To those who are offering such ludicrous theories, I want to sarcastically say, 'Yes, I am a crisis actor. My friends are crisis dead. I attended crisis funerals.'

I know that the road to effective gun reform is a long and bumpy one. There are so many ideas swirling around on how to prevent this kind of massacre from happening again. The consensus in my community is that security in schools needs to be improved; that there must be rigorous classes, tests and psychological checks before anyone can purchase and own a gun; and that assault weapons must be taken off our streets.

President Donald Trump has suggested that arming teachers is one way to tackle the issue. But there are so many problems with this idea. During a shooting, it would be difficult for law enforcement to tell the difference between a teacher with a gun and the actual shooter. What happens if an angry student steals a gun from a teacher? What happens if a teacher is so stressed and aggravated that they just snap and fire at their students?

Teachers are already under a monumental amount of pressure on a daily basis. They have to come up with exciting ways to teach their students, manage restless teens, meet administrative demands, and even purchase their own paper and pencils because public schools are so underfunded. Why should a teacher have to go through extensive firearms training on top of that? It’s hard enough to just teach ― it is simply not a teacher’s job to wield a gun too.

I just came back from a beautiful vigil held for two of my classmates who lost their lives. The choir sang “Like an Eagle,” the traditional song sung at a Stoneman Douglas graduation. The students who died on Valentine’s Day will never get to hear this song, because they will never graduate. They will never smile again. Laugh again. Cry again. These words from the song really stuck with me: “I will fly to places yet unseen. Go beyond my wildest dreams. Know that you are watching over me.” I promise my classmates and teachers that I will live for them. I will smile for them. I will laugh for them. I will cry for them. I will fight for them.

This shooting could mark a turning point for our democracy, the moment when the facades of the truly corrupt politicians crack.

Before the shooting, I was not unfamiliar with death. My mother passed away from cancer. I attended her funeral when I was 7, and now I attend my friends’ funerals when I am 15. But just because I have dealt with death before doesn’t make the new pain any easier. Because I have seen death before, I know that it never really leaves you. The ones you lost are always in the back of your mind, and sometimes you’ll see something that reminds you of them and you’ll suddenly break down. It could be years from now and I could be crying. I could be at my high school graduation and crying. I could be at work and crying. I could be in class a week from now and crying.

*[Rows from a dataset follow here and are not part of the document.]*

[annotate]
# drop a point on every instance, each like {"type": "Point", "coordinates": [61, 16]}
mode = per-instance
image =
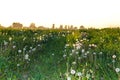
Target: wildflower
{"type": "Point", "coordinates": [100, 53]}
{"type": "Point", "coordinates": [83, 50]}
{"type": "Point", "coordinates": [67, 45]}
{"type": "Point", "coordinates": [53, 54]}
{"type": "Point", "coordinates": [113, 61]}
{"type": "Point", "coordinates": [72, 71]}
{"type": "Point", "coordinates": [88, 76]}
{"type": "Point", "coordinates": [79, 58]}
{"type": "Point", "coordinates": [74, 63]}
{"type": "Point", "coordinates": [10, 38]}
{"type": "Point", "coordinates": [64, 55]}
{"type": "Point", "coordinates": [38, 44]}
{"type": "Point", "coordinates": [73, 51]}
{"type": "Point", "coordinates": [5, 42]}
{"type": "Point", "coordinates": [19, 51]}
{"type": "Point", "coordinates": [14, 47]}
{"type": "Point", "coordinates": [79, 74]}
{"type": "Point", "coordinates": [94, 53]}
{"type": "Point", "coordinates": [26, 56]}
{"type": "Point", "coordinates": [117, 70]}
{"type": "Point", "coordinates": [76, 52]}
{"type": "Point", "coordinates": [18, 64]}
{"type": "Point", "coordinates": [68, 78]}
{"type": "Point", "coordinates": [114, 56]}
{"type": "Point", "coordinates": [24, 49]}
{"type": "Point", "coordinates": [33, 49]}
{"type": "Point", "coordinates": [30, 47]}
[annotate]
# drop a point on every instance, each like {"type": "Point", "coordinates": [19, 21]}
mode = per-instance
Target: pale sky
{"type": "Point", "coordinates": [96, 13]}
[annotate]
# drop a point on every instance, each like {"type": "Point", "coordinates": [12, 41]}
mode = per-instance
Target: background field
{"type": "Point", "coordinates": [59, 54]}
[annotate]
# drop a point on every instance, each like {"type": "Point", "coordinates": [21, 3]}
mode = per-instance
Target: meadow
{"type": "Point", "coordinates": [59, 54]}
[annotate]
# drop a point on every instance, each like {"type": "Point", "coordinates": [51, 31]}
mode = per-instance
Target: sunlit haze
{"type": "Point", "coordinates": [90, 13]}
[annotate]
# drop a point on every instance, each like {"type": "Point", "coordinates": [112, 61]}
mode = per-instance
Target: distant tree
{"type": "Point", "coordinates": [17, 25]}
{"type": "Point", "coordinates": [32, 25]}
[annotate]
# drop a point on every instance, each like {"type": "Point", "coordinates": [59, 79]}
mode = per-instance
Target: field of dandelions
{"type": "Point", "coordinates": [85, 54]}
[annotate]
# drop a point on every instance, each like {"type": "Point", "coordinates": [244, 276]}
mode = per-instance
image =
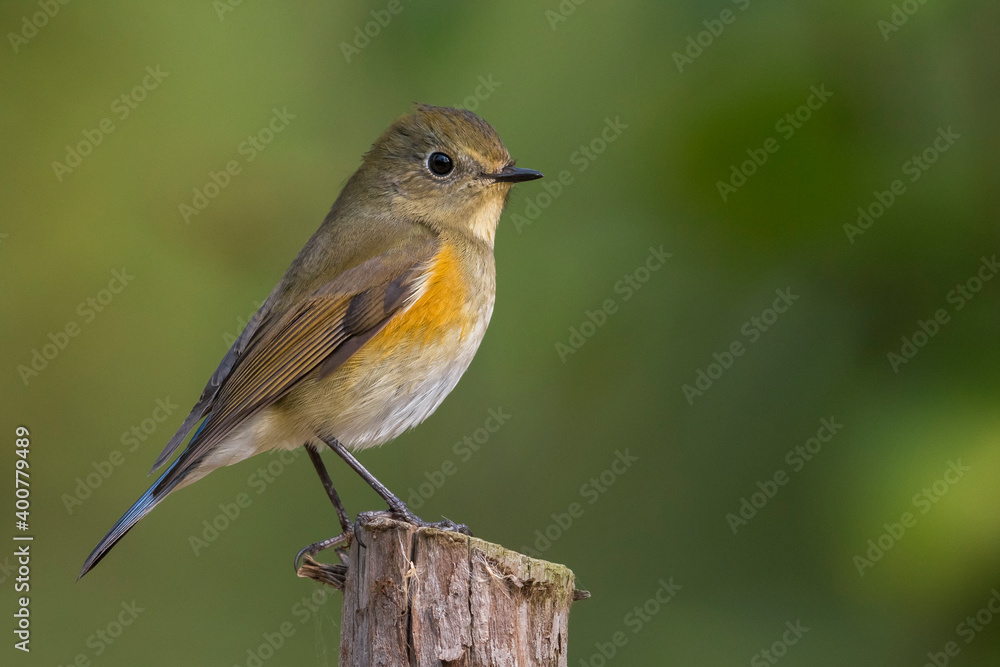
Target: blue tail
{"type": "Point", "coordinates": [141, 508]}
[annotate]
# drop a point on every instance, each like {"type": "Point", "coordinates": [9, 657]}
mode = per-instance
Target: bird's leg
{"type": "Point", "coordinates": [324, 476]}
{"type": "Point", "coordinates": [396, 506]}
{"type": "Point", "coordinates": [347, 528]}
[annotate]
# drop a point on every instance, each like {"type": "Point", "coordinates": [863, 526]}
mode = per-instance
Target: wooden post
{"type": "Point", "coordinates": [421, 596]}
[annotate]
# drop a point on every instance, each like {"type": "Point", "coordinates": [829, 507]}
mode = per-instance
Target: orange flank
{"type": "Point", "coordinates": [441, 307]}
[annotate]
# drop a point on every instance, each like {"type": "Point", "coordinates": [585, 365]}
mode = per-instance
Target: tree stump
{"type": "Point", "coordinates": [421, 596]}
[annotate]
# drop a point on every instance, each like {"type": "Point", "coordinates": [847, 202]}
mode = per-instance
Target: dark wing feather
{"type": "Point", "coordinates": [326, 327]}
{"type": "Point", "coordinates": [211, 389]}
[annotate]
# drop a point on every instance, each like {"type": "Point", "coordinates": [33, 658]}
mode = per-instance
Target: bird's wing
{"type": "Point", "coordinates": [320, 333]}
{"type": "Point", "coordinates": [211, 389]}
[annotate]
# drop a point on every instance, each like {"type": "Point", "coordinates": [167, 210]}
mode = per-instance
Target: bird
{"type": "Point", "coordinates": [373, 323]}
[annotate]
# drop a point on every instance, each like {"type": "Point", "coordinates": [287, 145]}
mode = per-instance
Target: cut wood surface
{"type": "Point", "coordinates": [422, 596]}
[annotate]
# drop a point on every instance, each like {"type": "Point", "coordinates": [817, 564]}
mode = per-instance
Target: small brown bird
{"type": "Point", "coordinates": [374, 322]}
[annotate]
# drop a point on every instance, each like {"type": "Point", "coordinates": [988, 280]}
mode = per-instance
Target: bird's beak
{"type": "Point", "coordinates": [515, 175]}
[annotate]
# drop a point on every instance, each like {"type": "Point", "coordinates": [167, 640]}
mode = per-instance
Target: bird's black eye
{"type": "Point", "coordinates": [440, 164]}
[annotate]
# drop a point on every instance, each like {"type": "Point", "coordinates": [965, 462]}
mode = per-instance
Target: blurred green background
{"type": "Point", "coordinates": [550, 77]}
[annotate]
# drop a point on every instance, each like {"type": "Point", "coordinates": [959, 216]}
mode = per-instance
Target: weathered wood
{"type": "Point", "coordinates": [422, 597]}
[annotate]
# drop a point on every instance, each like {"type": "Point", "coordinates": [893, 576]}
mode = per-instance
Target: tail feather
{"type": "Point", "coordinates": [150, 499]}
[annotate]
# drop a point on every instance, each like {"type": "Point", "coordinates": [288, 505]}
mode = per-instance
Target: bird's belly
{"type": "Point", "coordinates": [404, 372]}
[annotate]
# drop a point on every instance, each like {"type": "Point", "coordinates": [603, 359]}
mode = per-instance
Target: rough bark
{"type": "Point", "coordinates": [421, 597]}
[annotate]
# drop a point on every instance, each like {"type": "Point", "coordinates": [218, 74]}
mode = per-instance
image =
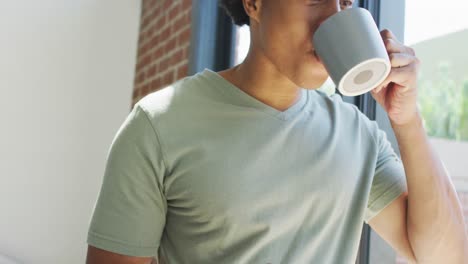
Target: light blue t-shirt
{"type": "Point", "coordinates": [202, 172]}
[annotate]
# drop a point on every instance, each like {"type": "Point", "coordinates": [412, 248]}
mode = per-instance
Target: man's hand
{"type": "Point", "coordinates": [398, 93]}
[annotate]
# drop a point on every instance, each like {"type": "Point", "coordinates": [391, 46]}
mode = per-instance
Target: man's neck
{"type": "Point", "coordinates": [261, 80]}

We are already crying for the government to do something. When the government is holding hands with the National Rifle Association, it’s hard to believe that they care. It’s hard to believe that they’re going to take action and change the law.

But this shooting could mark a turning point for our democracy, the moment when the facades of the truly corrupt politicians crack. The American people will learn which lawmakers are really “by the people” and “for the people.”

Once we see who prefers the NRA’s money over the lives of this country’s children, our most important civic duty will be to vote. We must rip the NRA’s hands off our government. We must show them that our kids are worth more than a gun. We must make this the last time some monster brings a loaded weapon on campus and claims 17 lives ― or even a single life.